Поздравляю, человеки! Ваша дорога от идеалов до их прагматичной утилизации столь пряма и стремительна, что ей нельзя не восхищаться. Палицы для гераклов теперь пригождаются в битвах с паразитами из кишок, а священные рощи победно шелестят листвой, торжествуя над калом правильной плотности.
Однако это верно не только в отношении идеалов. Также людишки весьма смело обращаются со своими страхами. Укрощают когда-то внушавшие ужас молнии и волны, спускаются в вулканы, способные уничтожать города и острова, тянут жадные руки к звёздам. Думаю, в конце концов, людишки обнаружат, что и Ктулху имеет промысловое значение.

Снова вспышка молнии, и раскат грома теперь следует за ней гораздо быстрее, чем в предыдущем случае. Дуб подёргивает плечами.

- Кажется, я близок к тому, чтобы признать: человекам следует воздать должное. Да они суетные, циничные, жадные, жестокие, тщеславные и при всём этом недолго живущие существа. Но у них есть стиль!
Отдельного разговора заслуживает то, что людишки, беспредельно хозяйничая на планете, сохраняют тёплые воспоминания о прошлом. Возможно, благодаря трепетному отношению к старым добрым временам, они всё ещё уважают меня. А я, в свою очередь, сохраняю остатки собственной репутации.
Все многочисленные кадушки, бочки, стулья, средства от глистов до сих пор не затмили моего величия.
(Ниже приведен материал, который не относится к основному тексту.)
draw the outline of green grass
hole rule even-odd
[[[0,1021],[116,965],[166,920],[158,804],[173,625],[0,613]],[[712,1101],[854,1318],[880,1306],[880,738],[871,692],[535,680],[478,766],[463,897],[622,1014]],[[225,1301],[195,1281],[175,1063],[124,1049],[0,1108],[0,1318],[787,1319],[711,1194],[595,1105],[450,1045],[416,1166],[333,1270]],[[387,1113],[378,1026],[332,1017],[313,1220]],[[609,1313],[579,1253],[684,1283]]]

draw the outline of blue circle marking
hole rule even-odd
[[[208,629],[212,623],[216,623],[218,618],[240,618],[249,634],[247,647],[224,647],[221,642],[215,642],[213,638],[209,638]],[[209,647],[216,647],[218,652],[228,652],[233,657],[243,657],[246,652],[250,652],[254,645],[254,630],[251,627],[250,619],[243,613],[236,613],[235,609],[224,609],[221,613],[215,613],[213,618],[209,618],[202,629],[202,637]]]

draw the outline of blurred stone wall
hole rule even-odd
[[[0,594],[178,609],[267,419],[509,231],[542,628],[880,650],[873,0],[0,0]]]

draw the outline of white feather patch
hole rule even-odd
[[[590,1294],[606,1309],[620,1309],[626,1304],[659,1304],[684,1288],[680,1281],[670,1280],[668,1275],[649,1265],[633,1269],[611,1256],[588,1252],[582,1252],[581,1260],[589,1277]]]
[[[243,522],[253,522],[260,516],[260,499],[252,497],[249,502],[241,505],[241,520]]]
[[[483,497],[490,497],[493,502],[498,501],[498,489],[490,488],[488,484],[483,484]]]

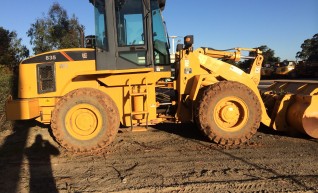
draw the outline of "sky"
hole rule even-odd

Где-то глубоко в памяти человеков заложено, что я – древо жизни, символ бессмертия, силы, уверенности, непреклонности, чего-то там ещё. И сделай из этого символа хоть миллион унитазов, от его репутации не убудет.
Мне кажется, я знаю, что позволяет мне поддерживать её на должном уровне. дело в том, что я – ничего не делаю. Я просто существую и не прилагаю усилий ни к укреплению репутации, ни к её изменению. Я позволяю людишкам видеть в себе то, что они хотят видеть. Мудрость, красоту, мощь и прочие восхищающие их качества.
Кстати, я не один такой. Вот какая репутация у гранита? Или алмаза? Или океана? Или полноводной реки? Хотя бы болота.
Все они просто есть и не пытаются пустить пыль в глаза окружающим. Что, конечно, выгодно отличает их от вечно суетящихся, выпендривающихся друг перед другом смертных.
Часто людишкам не нравится такое поведение – они начинают покорять гордецов. Пускают гранит на статуи, алмазы – на украшения, перегораживают реки, высушивают болота. Разве что океан им пока полностью неподвластен, но и его они стремятся загадить. Хоть так, но оставить – что та собака – пометку «оно моё».
Смертные бросают вызов ночи, зажигая кругом огни, и дню, скрываясь в темноте зданий. Но всё равно сохраняют глубоко внутри остатки уважения к нам. Просто понимают, кто будет здесь всегда, а кому суждено постоянно чередоваться поколениями.

Ослепительно светит молния, одновременно с ней выступает гром, и так три раза подряд. Завывает ветер. Дуб с некоторой опаской осматривает грозное небо.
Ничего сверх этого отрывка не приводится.